O informe destaca que, somente quando o conflito na Ucrânia estava muito avançado, os líderes políticos decidiram negociar o acordo de cessar-fogo de Minsk, acordado em 12 de fevereiro por Angela Merkel (Alemanha), François Hollande (França), Vladimir Putin (Rússia) e Petro Poroshenko (Ucrânia), com a notória ausência do primeiro-ministro britânico, David Cameron.

De fato, a Europa deixou nas mãos dos burocratas da UE e da Organização do Tratado do Atlântico Norte (Otan) a tomada de decisões relacionadas com a Ucrânia.

São da mesma classe de burocratas daqueles designados pelo Fundo Monetário Internacional, pelo Banco Mundial e pela Comissão Europeia, que com sua arrogância habitual decidiram o resgate concedido à Grécia, onde é sabido que a prioridade foi reembolsar os bancos europeus, especialmente alemães.

Os meios de comunicação têm uma grande responsabilidade nessas situações.

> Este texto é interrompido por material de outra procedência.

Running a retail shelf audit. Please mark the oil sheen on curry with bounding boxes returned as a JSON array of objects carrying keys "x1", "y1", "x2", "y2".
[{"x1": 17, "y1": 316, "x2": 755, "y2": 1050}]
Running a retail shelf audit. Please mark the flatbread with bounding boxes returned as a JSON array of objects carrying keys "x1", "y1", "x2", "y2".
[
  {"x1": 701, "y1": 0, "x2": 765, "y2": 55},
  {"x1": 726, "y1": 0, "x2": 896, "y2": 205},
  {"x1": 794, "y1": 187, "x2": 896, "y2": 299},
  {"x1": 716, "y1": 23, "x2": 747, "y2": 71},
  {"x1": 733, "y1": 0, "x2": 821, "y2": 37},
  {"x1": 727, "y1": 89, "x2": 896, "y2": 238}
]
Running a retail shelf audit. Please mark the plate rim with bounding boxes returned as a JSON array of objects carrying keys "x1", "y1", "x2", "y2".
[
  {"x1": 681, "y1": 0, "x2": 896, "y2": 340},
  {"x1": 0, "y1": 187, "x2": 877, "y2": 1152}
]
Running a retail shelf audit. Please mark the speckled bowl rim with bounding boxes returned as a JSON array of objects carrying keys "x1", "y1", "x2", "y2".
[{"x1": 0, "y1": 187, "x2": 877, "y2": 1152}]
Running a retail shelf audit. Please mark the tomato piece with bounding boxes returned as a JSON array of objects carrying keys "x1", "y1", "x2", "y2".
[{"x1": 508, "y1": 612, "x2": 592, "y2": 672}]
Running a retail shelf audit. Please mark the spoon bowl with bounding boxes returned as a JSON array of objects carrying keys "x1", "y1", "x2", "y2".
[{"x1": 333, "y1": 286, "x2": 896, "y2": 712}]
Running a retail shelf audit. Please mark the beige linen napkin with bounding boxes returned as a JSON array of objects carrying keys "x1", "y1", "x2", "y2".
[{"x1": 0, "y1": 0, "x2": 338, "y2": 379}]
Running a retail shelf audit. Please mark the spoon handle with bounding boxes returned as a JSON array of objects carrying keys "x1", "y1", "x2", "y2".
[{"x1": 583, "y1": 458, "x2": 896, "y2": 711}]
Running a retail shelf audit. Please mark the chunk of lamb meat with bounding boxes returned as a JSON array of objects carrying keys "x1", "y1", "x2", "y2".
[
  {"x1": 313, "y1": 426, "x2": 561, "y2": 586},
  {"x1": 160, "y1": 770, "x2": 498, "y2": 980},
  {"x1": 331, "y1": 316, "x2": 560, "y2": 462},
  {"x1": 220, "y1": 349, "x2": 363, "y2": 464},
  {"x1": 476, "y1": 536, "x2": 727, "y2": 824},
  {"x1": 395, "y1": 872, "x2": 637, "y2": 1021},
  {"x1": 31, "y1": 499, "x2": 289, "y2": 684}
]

Em todos os conflitos dos últimos tempos, desde Kosovo até a Líbia, a fórmula tem sido muito simples: dividir os envolvidos em bons e maus. A norma é repetir declarações dos “bons” e satanizar os “maus”. A mídia pensa que é preferível não entrar em exames analíticos, porque os leitores preferem ir diretamente ao assunto.

O exemplo mais recente. Os meios de comunicação informam sobre os combates do exército iraquiano contra as tropas invasoras do grupo extremista Estado Islâmico (EI).

Porém, quanto também informam sobre o fato de dois terços do exército iraquiano, na realidade, serem soldados iranianos? E sobre os norte-americanos que participam da supervisão da ofensiva e estão de fato aceitando a cooperação do Irã, formalmente um grande inimigo, porque é evidente que se este país for excluído não haverá maneira de resolver os conflitos no Oriente Médio?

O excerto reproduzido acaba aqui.